Pace significa anzitutto libertà dal terrorismo. Qualche ora prima di visitare la Moschea Blu il Papa ha ricordato che “uccidere degli innocenti in nome di Dio è un'offesa verso di Lui e verso la dignità umana”. Ma pace significa anche riconoscere la libertà religiosa di tutti. Il Papa è pronto ad aprirsi al dialogo con l’islam, ma non con tutto l’islam, e non senza condizioni. Non ci sono diritti per chi non prende apertamente le distanze dalla violenza e dal terrorismo, né questo islam violento potrebbe chiedere comprensione in nome di una presunta libertà di religione. E, mentre chiede rispetto in Occidente, l’islam deve aprirsi alla libertà dei cristiani nelle terre, come la Turchia, dove è maggioritario. La libertà delle minoranze cristiane è il test che misura, per ciascun Paese islamico, se pace e dialogo sono soltanto belle parole che corrispondono a manovre tattiche, o se invece si tratta davvero di modi di essere e di strade che i musulmani sono disposti a percorrere insieme con chi vede il mondo con occhi diversi da quelli del Corano. Legare ogni possibile dialogo con l’islam alla richiesta forte di libertà religiosa è il cuore del messaggio profetico del Papa in Turchia.

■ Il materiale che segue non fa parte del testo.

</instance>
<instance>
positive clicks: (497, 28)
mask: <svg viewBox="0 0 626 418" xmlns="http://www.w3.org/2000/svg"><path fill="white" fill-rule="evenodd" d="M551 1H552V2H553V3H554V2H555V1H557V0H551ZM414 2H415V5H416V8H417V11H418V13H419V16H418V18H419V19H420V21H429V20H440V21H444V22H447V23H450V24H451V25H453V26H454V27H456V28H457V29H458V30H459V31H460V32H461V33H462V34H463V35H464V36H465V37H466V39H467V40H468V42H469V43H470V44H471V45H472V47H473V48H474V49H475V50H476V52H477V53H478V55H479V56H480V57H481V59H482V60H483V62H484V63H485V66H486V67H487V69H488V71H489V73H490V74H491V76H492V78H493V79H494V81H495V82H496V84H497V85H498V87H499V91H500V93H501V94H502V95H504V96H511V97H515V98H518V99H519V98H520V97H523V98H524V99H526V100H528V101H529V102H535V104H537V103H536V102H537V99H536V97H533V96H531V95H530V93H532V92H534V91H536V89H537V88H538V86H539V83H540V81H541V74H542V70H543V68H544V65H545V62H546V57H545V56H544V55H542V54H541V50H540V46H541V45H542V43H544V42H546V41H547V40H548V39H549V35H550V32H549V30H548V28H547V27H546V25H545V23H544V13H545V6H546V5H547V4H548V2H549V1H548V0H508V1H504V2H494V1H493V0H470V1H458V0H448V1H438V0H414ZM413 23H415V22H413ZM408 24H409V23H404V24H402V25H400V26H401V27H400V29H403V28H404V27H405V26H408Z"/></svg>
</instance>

Qui il momento di dialogo con l’islam si raccorda con quello dominante nel viaggio apostolico di Benedetto XVI di dialogo con la Chiesa ortodossa del Patriarca di Costantinopoli Bartolomeo I. La visita della Moschea Blu è caduta nel giorno della festa di sant’Andrea, l’apostolo di cui Bartolomeo I si considera l’erede come il Papa lo è di san Pietro. Benedetto XVI ha insistito sul fatto che l’unità delle Chiese cristiane e la libertà religiosa sono questioni strettamente collegate. Tutti i regimi totalitari da Hitler con la sua Chiesa germanica a Mao con la sua Chiesa patriottica hanno cercato di costruire Chiese nazionali separate da Roma, perché quando manca la protezione di Roma è più facile aggiogare i cristiani al carro del totalitarismo. È quanto è capitato spesso nella storia degli Ortodossi, in balìa di volta in volta degli Ottomani, degli zar, dei comunisti. E oggi il fondamentalismo islamico vede come una minaccia il ritorno a Roma degli ortodossi che vivono nei Paesi a maggioranza musulmana. Il legame con Roma è il modo migliore di resistere a tutele indesiderate e minacce. Inoltre, solo una Chiesa forte può proporre all’islam un dialogo che non si riduca a una tacita resa. Da solo, il Patriarca di Costantinopoli non ha la forza di condurre questo dialogo. Con Roma e con il Papa il cristianesimo può presentarsi a testa alta anche nella Moschea Blu. Ben lungi dal costituire un indebolimento, per le Chiese che accettano la proposta profetica del Papa l’unità con Roma può rivelarsi la più sicura garanzia di libertà.